14:35 <+icinga-wm> PROBLEM - High average GET latency for mw requests on appserver in eqiad on icinga1001 is CRITICAL: cluster=appserver code={200,204} handler=proxy:unix:/run/php/fpm-www.sock https://wikitech.wikimedia.org/wiki/Monitoring/Missing_notes_link https://grafana.wikimedia.org/d/RIA1lzDZk/application-servers-red-dashboard?panelId=9&fullscreen&orgId=1&from=now-3h&to=now&var-datasource=eqiad+prometheus/ops&var-cluster=appserver&var-method=
14:35 <brennen> rolling back.
14:39 <+logmsgbot> !log brennen@deploy1001 rebuilt and synchronized wikiversions files: Revert "group2 wikis to 1.35.0-wmf.15"
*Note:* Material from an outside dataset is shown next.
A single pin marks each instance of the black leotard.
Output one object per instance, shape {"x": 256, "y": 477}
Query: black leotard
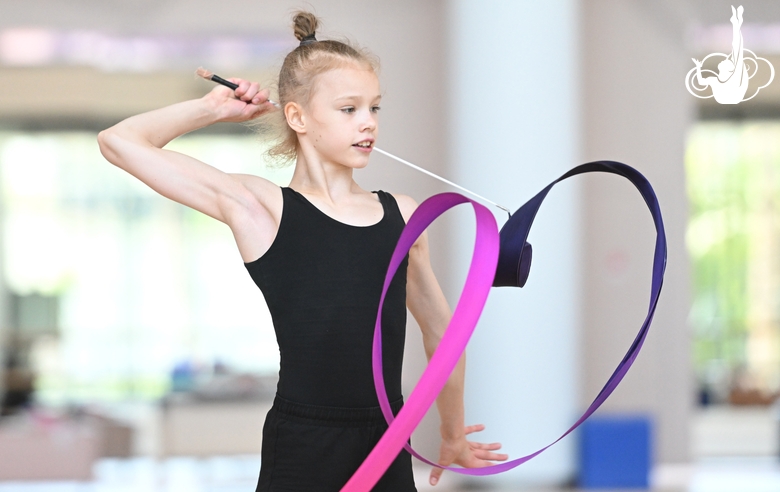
{"x": 322, "y": 280}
14:39 <+stashbot> Logged the message at https://wikitech.wikimedia.org/wiki/Server_Admin_Log
14:39 <+icinga-wm> PROBLEM - MediaWiki exceptions and fatals per minute on icinga1001 is CRITICAL: cluster=logstash job=statsd_exporter level=ERROR site=eqiad https://wikitech.wikimedia.org/wiki/Application_servers https://grafana.wikimedia.org/d/000000438/mediawiki-alerts?panelId=2&fullscreen&orgId=1&var-datasource=eqiad+prometheus/ops

Rolled back after waiting a few minutes for response times to level out and noticing an increase in errors. It's possible I jumped the gun and things are just noisy in general at the moment, but I don't *think* so.
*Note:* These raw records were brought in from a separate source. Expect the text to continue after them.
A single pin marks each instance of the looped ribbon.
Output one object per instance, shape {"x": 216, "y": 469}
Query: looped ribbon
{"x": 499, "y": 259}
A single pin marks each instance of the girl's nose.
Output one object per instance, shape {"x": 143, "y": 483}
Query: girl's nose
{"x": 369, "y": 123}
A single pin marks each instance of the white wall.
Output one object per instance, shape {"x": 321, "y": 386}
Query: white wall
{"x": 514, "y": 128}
After discussion with @thcipriani and combing over graphs / logs from earlier, it started to look like the spike here might be purely coincidental. Things seem essentially stable since a redeploy at 23:24:52. I'll monitor for the next few hours and treat this as resolved if it doesn't flare back up.

brennen claimed this task.